The present findings reflect similar results from a recent review of all surgical RCTs published in a high-impact general orthopaedic journal 29 from 1988 to 2013, which also noted a decrease in sample sizes over time despite increasing numbers of RCTs and improved study quality. The trend has also been observed in other surgical subspecialties.1,7,35 A previous appraisal of the quality of all studies published in AJSM was conducted in 2016 by Brophy et al. 5 They identified an increase in the number of RCTs published and the level of evidence from the 1991-1993 and 2001-2003 periods to the 2011-2013 period. This study was limited by only sampling 3-year periods and generalizing several qualitative parameters as a proxy for methodological quality. At that time, the authors called for a more comprehensive study to assess parameters of quality across a wider breadth of published studies utilizing standardized and validated methodological quality instruments, 5 as performed in the present study.
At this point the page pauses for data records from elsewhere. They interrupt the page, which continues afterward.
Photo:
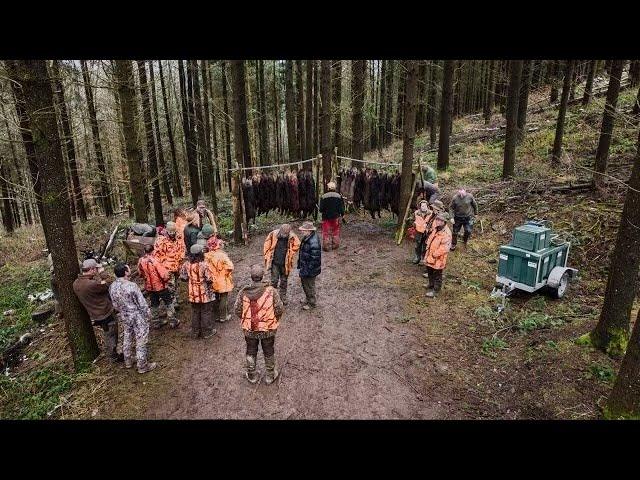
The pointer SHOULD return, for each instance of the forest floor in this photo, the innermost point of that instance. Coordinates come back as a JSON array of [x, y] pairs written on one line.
[[376, 347]]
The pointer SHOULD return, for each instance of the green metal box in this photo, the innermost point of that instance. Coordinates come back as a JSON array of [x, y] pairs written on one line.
[[531, 237], [531, 269]]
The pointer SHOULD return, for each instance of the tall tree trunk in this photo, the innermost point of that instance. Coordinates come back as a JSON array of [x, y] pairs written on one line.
[[97, 146], [586, 98], [357, 101], [163, 170], [177, 184], [523, 98], [227, 117], [409, 134], [240, 111], [262, 112], [308, 140], [130, 127], [290, 113], [7, 216], [207, 134], [204, 154], [491, 84], [446, 114], [422, 95], [276, 116], [68, 141], [432, 116], [402, 74], [608, 120], [515, 78], [325, 121], [612, 331], [336, 89], [556, 154], [214, 128], [389, 106], [555, 70], [27, 138], [151, 144], [189, 137], [382, 102], [39, 109], [302, 148]]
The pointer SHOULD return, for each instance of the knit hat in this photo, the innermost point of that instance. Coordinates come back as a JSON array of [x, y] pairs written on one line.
[[307, 227], [207, 230], [438, 205]]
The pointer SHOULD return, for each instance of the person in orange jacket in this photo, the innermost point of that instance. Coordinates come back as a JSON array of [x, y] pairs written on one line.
[[169, 249], [438, 245], [279, 250], [156, 281], [221, 268], [196, 271]]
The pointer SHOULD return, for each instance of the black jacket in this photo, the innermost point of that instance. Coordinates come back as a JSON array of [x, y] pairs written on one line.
[[310, 256], [331, 206]]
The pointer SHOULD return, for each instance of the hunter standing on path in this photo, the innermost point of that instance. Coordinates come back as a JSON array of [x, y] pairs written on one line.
[[156, 281], [201, 295], [169, 249], [221, 268], [93, 293], [279, 249], [309, 262], [438, 245], [134, 315], [332, 209], [463, 208], [260, 308]]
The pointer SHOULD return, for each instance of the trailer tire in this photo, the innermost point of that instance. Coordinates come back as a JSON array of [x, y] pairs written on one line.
[[560, 290]]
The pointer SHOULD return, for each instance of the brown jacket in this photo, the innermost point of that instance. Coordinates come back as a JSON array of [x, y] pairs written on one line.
[[93, 293]]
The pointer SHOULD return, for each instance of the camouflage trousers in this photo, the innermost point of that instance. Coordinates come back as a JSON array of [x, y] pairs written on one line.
[[135, 327]]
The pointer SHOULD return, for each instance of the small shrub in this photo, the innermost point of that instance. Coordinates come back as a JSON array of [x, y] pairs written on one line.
[[490, 346]]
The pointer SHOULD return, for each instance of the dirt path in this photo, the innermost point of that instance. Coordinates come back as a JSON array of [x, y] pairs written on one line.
[[353, 357]]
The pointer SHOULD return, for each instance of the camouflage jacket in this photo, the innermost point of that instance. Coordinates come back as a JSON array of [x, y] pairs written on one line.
[[128, 300]]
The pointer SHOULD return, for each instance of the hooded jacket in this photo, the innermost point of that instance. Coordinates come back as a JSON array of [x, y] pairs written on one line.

Both the Detsky and mROB quality metrics showed relatively high study quality of published RCTs from 1990 to 2020. Identification of prevalent strengths and weaknesses within trial quality can help guide clinicians, researchers, and reviewers in performing and publishing high-quality research within sports medicine going forward. For example, we found that clearly stating a primary outcome was associated with higher quality on all metrics. This alludes to the authors’ understanding of the research process and a structured, scientific approach to writing and reporting the trial. Based on this result, those aiming to answer orthopaedic sports medicine questions through a randomized trial should ensure that a primary outcome is identified before the initiation of the research and that it is communicated in their paper.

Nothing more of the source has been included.